Now I'm no expert in NES engineering (sadly not an accredited university course), but there are emulators that render old games in faux 3D and Nintendo has its own line of three-dimensional NES games. Heck, it would be fine if the overlays were just poking out a bit, or if the screen resembled a curved CRT telly of the era.

Ultimate NES Remix

Then there's Speed Super Mario Bros. Oh man. This makes me laugh. It is possibly the most unashamedly effort-free excuse to sell SMB to you for the eighteen thousandth time.

This is Super Mario Bros played really fast. Everything moves at double speed, making it practically impossible to play. That's it. It's amazing.

Maybe you can find a twisted challenge in rewiring your brain cells to handle the speed boost but seriously, that's it? If you're going to let us tweak Mario's settings, why not let us fiddle, tweak, and toy with the variables like a ROM hacker or an ambitious kid with a Game Genie and an afternoon in 1985 to kill.

You could have speed Mario, but also slow Mario, moon-gravity Mario, and mirror Mario. You could dial up the speed of each enemy, make coins deadly, or increase the firing rate of Mario's fire flower.

Ultimate NES Remix

The championship mode is quite interesting.
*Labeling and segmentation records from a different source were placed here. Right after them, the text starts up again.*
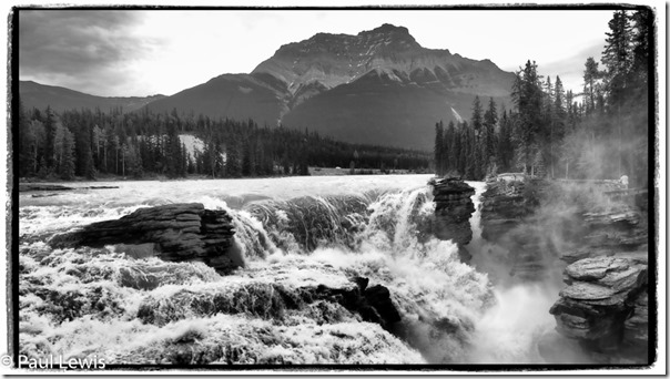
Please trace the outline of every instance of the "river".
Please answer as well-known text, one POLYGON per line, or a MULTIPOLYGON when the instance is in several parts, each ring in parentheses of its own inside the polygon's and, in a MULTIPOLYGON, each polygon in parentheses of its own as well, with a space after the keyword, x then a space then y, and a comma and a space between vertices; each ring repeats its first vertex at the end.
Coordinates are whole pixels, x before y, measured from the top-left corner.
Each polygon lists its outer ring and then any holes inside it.
MULTIPOLYGON (((21 193, 21 354, 108 365, 544 362, 536 345, 554 326, 557 293, 489 278, 479 212, 470 219, 473 265, 450 240, 426 236, 429 178, 95 182, 69 185, 119 188, 21 193), (81 225, 182 202, 229 211, 243 268, 221 276, 202 263, 134 259, 114 246, 47 244, 81 225), (346 287, 355 276, 389 289, 402 316, 393 330, 327 301, 287 306, 303 288, 346 287)), ((469 184, 477 205, 484 183, 469 184)))

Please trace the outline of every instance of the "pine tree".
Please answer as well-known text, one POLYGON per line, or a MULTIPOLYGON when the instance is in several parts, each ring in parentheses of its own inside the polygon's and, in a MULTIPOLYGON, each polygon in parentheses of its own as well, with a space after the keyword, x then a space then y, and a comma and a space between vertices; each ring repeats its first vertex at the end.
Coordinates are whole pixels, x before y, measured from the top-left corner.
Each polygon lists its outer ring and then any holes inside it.
POLYGON ((74 178, 74 136, 63 127, 62 151, 60 152, 59 174, 61 178, 71 181, 74 178))
POLYGON ((498 124, 498 111, 494 98, 488 102, 488 109, 484 113, 484 146, 487 174, 493 174, 493 166, 497 164, 496 154, 496 125, 498 124))
POLYGON ((609 93, 609 105, 615 107, 621 105, 628 89, 629 71, 633 63, 632 33, 630 16, 626 10, 616 11, 609 22, 610 31, 607 32, 602 63, 607 70, 605 83, 609 93))
POLYGON ((435 124, 435 173, 438 176, 445 174, 444 167, 444 127, 441 121, 435 124))
POLYGON ((593 60, 593 57, 589 57, 583 70, 583 101, 587 114, 590 114, 596 109, 598 80, 601 75, 601 72, 598 70, 598 62, 593 60))

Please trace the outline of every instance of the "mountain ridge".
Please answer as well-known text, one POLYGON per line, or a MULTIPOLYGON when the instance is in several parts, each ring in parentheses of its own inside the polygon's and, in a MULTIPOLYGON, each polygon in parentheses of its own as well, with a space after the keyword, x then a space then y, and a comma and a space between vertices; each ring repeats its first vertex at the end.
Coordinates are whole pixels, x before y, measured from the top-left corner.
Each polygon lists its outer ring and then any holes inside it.
POLYGON ((150 96, 98 96, 65 86, 42 84, 31 80, 19 81, 19 93, 23 106, 37 109, 51 106, 57 112, 81 107, 98 107, 104 111, 122 107, 124 111, 132 112, 142 109, 152 101, 166 98, 162 94, 150 96))
POLYGON ((429 150, 435 123, 469 119, 475 95, 510 104, 514 78, 488 59, 423 48, 407 28, 385 23, 283 44, 247 74, 222 74, 140 109, 429 150))

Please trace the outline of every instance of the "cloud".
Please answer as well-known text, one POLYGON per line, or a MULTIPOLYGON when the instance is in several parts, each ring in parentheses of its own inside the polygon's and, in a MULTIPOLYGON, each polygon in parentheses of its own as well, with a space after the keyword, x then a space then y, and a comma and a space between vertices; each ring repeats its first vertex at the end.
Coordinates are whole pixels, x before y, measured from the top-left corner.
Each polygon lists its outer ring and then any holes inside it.
MULTIPOLYGON (((572 90, 576 94, 580 93, 581 86, 583 85, 583 65, 586 60, 589 57, 592 57, 596 62, 599 62, 600 57, 602 55, 602 50, 605 50, 603 47, 605 40, 595 42, 588 48, 579 50, 571 57, 566 57, 565 59, 545 64, 542 64, 542 62, 538 62, 538 70, 540 74, 545 75, 545 78, 548 75, 551 76, 552 83, 556 80, 556 75, 560 76, 566 91, 572 90)), ((600 65, 599 69, 603 70, 605 68, 600 65)))
POLYGON ((128 88, 128 71, 162 42, 141 37, 140 12, 21 10, 21 79, 57 83, 92 94, 128 88))

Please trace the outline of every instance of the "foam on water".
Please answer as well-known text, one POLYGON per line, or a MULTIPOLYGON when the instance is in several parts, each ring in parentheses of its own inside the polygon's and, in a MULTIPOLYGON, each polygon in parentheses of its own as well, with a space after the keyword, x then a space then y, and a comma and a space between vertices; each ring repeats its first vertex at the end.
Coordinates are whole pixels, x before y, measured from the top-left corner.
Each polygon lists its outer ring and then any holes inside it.
MULTIPOLYGON (((486 274, 458 260, 455 244, 426 233, 427 178, 114 183, 121 188, 23 196, 21 351, 146 363, 493 359, 479 347, 516 330, 499 319, 519 294, 494 293, 486 274), (227 211, 245 267, 220 276, 201 263, 132 259, 112 246, 45 244, 54 233, 173 202, 227 211), (351 288, 355 276, 388 287, 403 318, 394 330, 300 298, 318 285, 351 288)), ((501 337, 520 348, 496 361, 525 359, 532 336, 501 337)))

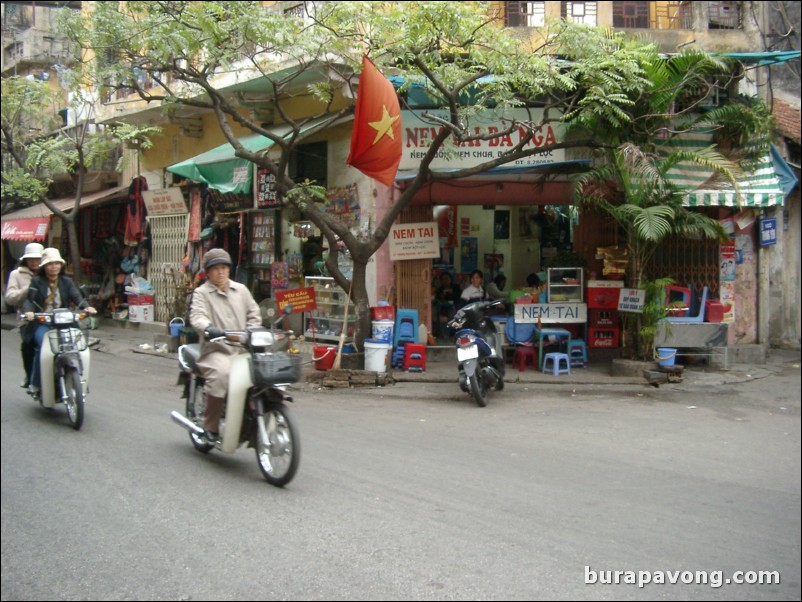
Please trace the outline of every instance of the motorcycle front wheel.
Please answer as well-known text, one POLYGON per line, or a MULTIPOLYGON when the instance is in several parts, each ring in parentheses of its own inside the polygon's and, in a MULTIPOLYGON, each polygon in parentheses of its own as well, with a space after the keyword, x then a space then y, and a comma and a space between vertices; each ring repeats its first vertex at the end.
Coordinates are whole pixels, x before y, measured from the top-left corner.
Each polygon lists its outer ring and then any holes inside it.
POLYGON ((256 461, 259 470, 268 483, 284 487, 295 476, 301 460, 298 430, 283 403, 266 403, 264 414, 256 419, 261 421, 256 425, 256 461))
POLYGON ((81 384, 81 374, 78 370, 68 370, 64 374, 64 405, 67 408, 67 418, 76 431, 84 423, 84 387, 81 384))
POLYGON ((479 376, 479 372, 474 372, 468 377, 471 387, 471 395, 476 400, 476 405, 483 408, 487 405, 487 383, 479 376))
MULTIPOLYGON (((203 387, 196 386, 195 392, 187 397, 186 416, 198 426, 203 427, 204 412, 206 412, 206 396, 203 393, 203 387)), ((204 454, 208 454, 214 447, 214 445, 207 443, 206 439, 192 432, 189 433, 189 440, 192 441, 192 445, 195 446, 195 449, 204 454)))

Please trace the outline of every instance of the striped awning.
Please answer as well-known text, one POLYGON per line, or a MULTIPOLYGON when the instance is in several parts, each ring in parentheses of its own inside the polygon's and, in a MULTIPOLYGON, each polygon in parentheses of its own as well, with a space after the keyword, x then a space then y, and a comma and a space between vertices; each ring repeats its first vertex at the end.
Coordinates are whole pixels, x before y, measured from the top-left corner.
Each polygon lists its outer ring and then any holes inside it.
MULTIPOLYGON (((681 140, 672 139, 670 148, 698 150, 711 144, 709 132, 694 132, 683 136, 681 140)), ((668 145, 666 148, 669 148, 668 145)), ((687 191, 683 199, 686 207, 759 208, 783 204, 785 193, 770 152, 742 168, 744 171, 737 188, 711 170, 691 163, 678 165, 669 171, 668 177, 673 184, 687 191)))

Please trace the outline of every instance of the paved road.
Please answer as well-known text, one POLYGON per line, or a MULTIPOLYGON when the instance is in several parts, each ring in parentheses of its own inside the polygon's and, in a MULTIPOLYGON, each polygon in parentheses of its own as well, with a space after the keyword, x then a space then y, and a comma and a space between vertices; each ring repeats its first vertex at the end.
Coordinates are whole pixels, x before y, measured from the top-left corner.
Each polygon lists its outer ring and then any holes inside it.
POLYGON ((76 433, 16 387, 17 343, 2 332, 3 600, 800 597, 798 362, 708 390, 512 384, 485 409, 453 385, 306 385, 279 490, 251 450, 190 447, 174 362, 95 353, 76 433), (598 583, 616 570, 781 583, 598 583))

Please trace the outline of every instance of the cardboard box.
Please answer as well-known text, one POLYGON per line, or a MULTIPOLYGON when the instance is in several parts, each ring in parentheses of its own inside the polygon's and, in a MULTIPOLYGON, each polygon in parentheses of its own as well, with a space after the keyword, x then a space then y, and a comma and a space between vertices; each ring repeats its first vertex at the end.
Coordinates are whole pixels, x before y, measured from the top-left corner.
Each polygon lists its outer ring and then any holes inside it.
POLYGON ((152 305, 128 306, 129 322, 153 322, 153 319, 154 319, 154 314, 152 305))

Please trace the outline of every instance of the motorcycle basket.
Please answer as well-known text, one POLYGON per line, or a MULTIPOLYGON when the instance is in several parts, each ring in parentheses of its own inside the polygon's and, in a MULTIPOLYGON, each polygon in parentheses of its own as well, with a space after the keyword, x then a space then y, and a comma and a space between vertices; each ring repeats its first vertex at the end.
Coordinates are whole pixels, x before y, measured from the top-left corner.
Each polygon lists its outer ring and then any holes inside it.
POLYGON ((254 353, 251 380, 257 387, 267 387, 301 380, 301 358, 289 353, 254 353))
POLYGON ((87 346, 86 336, 79 328, 60 328, 47 333, 50 349, 53 353, 72 353, 84 351, 87 346))

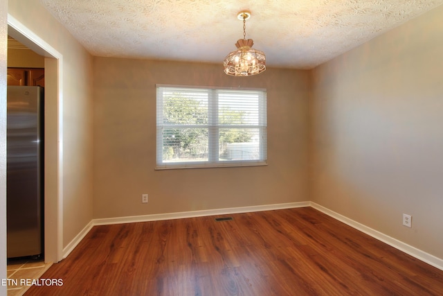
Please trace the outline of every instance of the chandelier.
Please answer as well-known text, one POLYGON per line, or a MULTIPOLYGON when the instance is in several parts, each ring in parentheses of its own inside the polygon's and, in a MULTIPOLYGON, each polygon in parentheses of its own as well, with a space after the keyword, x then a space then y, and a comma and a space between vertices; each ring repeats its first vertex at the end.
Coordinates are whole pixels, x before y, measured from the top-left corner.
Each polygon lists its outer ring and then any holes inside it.
POLYGON ((246 40, 246 19, 251 12, 242 11, 237 17, 243 20, 243 39, 239 39, 235 46, 237 50, 231 51, 224 59, 224 73, 233 76, 251 76, 260 74, 266 70, 264 53, 251 49, 254 44, 252 39, 246 40))

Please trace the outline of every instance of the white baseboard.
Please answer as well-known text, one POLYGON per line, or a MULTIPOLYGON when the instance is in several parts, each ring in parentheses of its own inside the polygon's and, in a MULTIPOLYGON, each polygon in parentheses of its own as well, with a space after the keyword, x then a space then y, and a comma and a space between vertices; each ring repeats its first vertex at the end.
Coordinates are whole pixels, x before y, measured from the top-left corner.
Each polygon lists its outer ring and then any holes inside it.
POLYGON ((78 245, 80 242, 82 241, 83 238, 88 234, 88 232, 89 232, 89 231, 93 226, 93 220, 91 220, 91 221, 89 221, 87 225, 86 225, 84 228, 83 228, 82 231, 78 234, 77 234, 74 239, 73 239, 71 243, 68 244, 68 245, 63 248, 63 259, 67 257, 68 255, 72 252, 72 250, 74 250, 75 247, 77 247, 77 245, 78 245))
POLYGON ((441 270, 443 270, 443 259, 436 257, 431 254, 428 254, 426 252, 423 252, 412 245, 408 245, 402 241, 400 241, 396 238, 387 236, 380 232, 370 228, 363 224, 359 223, 352 219, 345 217, 343 215, 339 214, 334 211, 331 211, 320 204, 317 204, 315 202, 310 202, 310 206, 313 208, 329 216, 334 219, 343 222, 343 223, 355 228, 357 230, 363 232, 374 238, 378 239, 391 247, 404 252, 405 253, 419 259, 426 263, 433 265, 441 270))
POLYGON ((400 251, 419 259, 426 263, 443 270, 443 259, 428 254, 421 250, 403 243, 396 238, 387 236, 381 232, 370 228, 356 221, 345 217, 334 211, 325 208, 313 202, 289 202, 285 204, 265 204, 252 207, 242 207, 235 208, 226 208, 217 209, 209 209, 201 211, 182 211, 177 213, 157 214, 152 215, 132 216, 127 217, 105 218, 93 219, 88 225, 74 238, 68 245, 63 249, 63 258, 66 258, 71 252, 83 239, 84 236, 96 225, 106 225, 111 224, 132 223, 136 222, 158 221, 162 220, 181 219, 184 218, 201 217, 205 216, 226 215, 230 214, 250 213, 261 211, 271 211, 275 209, 293 209, 297 207, 311 207, 334 219, 359 230, 374 238, 378 239, 388 245, 395 247, 400 251))
POLYGON ((156 214, 152 215, 131 216, 128 217, 105 218, 101 219, 93 219, 93 221, 94 225, 106 225, 109 224, 159 221, 161 220, 181 219, 183 218, 201 217, 205 216, 249 213, 253 211, 271 211, 275 209, 291 209, 309 206, 309 202, 289 202, 285 204, 265 204, 252 207, 181 211, 177 213, 156 214))
POLYGON ((83 238, 96 225, 110 224, 132 223, 135 222, 157 221, 162 220, 180 219, 183 218, 201 217, 204 216, 224 215, 237 213, 248 213, 275 209, 291 209, 309 207, 309 202, 289 202, 285 204, 265 204, 252 207, 217 209, 202 211, 183 211, 177 213, 157 214, 152 215, 131 216, 127 217, 105 218, 93 219, 82 231, 63 249, 63 259, 65 259, 80 243, 83 238))

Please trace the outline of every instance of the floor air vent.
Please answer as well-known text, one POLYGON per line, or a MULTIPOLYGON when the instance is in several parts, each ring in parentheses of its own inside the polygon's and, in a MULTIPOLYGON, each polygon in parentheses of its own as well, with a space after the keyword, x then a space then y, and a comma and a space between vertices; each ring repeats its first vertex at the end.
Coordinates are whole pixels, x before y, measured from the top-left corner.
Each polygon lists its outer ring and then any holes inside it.
POLYGON ((224 217, 224 218, 216 218, 216 221, 228 221, 230 220, 233 220, 232 217, 224 217))

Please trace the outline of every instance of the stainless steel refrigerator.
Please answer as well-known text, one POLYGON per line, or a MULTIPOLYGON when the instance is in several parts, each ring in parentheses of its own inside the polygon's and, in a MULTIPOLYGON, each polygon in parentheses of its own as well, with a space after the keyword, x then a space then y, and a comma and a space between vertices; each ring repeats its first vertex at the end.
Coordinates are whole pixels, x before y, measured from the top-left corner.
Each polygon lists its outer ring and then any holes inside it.
POLYGON ((43 255, 44 90, 8 87, 8 258, 43 255))

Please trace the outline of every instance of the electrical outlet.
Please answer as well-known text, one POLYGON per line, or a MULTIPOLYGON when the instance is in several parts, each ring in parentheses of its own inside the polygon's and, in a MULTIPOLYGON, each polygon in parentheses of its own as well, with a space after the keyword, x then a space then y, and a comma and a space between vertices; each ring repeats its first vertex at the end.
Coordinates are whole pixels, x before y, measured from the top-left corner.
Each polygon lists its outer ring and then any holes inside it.
POLYGON ((147 194, 141 195, 141 202, 143 204, 147 203, 147 194))
POLYGON ((413 227, 413 216, 410 215, 408 215, 407 214, 403 214, 403 225, 406 227, 413 227))

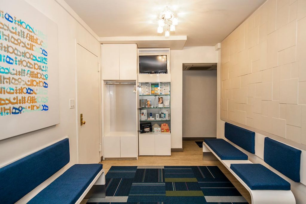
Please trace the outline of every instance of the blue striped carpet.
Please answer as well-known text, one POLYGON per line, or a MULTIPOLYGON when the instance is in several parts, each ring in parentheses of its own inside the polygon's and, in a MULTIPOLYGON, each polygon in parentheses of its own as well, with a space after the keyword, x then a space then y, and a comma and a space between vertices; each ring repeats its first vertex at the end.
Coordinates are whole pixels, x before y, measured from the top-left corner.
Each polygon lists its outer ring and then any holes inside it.
POLYGON ((88 203, 247 203, 217 166, 112 166, 88 203))

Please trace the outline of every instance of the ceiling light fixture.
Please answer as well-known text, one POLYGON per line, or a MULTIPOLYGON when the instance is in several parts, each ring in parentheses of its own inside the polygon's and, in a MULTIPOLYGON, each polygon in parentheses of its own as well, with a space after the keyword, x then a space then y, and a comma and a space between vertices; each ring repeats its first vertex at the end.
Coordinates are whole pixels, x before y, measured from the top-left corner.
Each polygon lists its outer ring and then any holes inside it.
POLYGON ((163 27, 165 25, 167 28, 165 32, 165 36, 170 36, 170 31, 175 31, 175 26, 177 24, 177 18, 173 13, 168 9, 168 6, 165 11, 163 11, 159 15, 158 20, 158 28, 157 32, 162 33, 163 32, 163 27))

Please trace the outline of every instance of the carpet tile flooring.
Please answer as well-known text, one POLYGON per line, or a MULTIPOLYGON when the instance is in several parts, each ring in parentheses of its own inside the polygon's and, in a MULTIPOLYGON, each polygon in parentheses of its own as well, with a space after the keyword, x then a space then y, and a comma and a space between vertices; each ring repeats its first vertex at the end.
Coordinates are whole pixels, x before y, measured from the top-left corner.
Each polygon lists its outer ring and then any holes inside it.
POLYGON ((112 166, 88 203, 247 203, 216 166, 112 166))

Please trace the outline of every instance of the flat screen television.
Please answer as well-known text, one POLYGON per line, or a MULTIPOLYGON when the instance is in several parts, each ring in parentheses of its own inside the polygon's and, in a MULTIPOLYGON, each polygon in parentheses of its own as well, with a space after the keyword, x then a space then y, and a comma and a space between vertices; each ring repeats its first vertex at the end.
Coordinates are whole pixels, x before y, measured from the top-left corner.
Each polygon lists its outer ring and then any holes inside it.
POLYGON ((146 74, 166 74, 166 55, 139 56, 139 72, 146 74))

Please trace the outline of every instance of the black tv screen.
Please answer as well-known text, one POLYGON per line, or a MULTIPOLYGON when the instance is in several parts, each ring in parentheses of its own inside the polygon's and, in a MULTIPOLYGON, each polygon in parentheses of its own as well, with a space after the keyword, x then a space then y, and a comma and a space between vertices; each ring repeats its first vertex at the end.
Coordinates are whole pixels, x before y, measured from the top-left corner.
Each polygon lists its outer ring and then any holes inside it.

It's a slightly more length challenge (split across Super Mario Bros, Mario 3, and Dr Mario) and styled after the old Nintendo World Championship competitions .

But there's only one challenge, and it's exactly the same as the Championship Remix in NES Remix 2 (but despite this, the leaderboards are kept separate). Been there, done that.

And on top of all this, you can't change the controls. Plus, this doesn't even mention the obvious fact that the handheld version of this series really should be a remix of old Game Boy games. It makes sense, right?

Ultimate NES Remix

The NES Remix games are great and it's nice to have some version of that in a portable format. But this 3DS remix is interminably lazy. It's phoned in, shows an uncharacteristic lack of effort from Nintendo, and is hardly befitting of the 'Ultimate' tag, or its £30 price tag.

We'll have a full review closer to the game's launch on November 7th in Europe and December 5th in the US.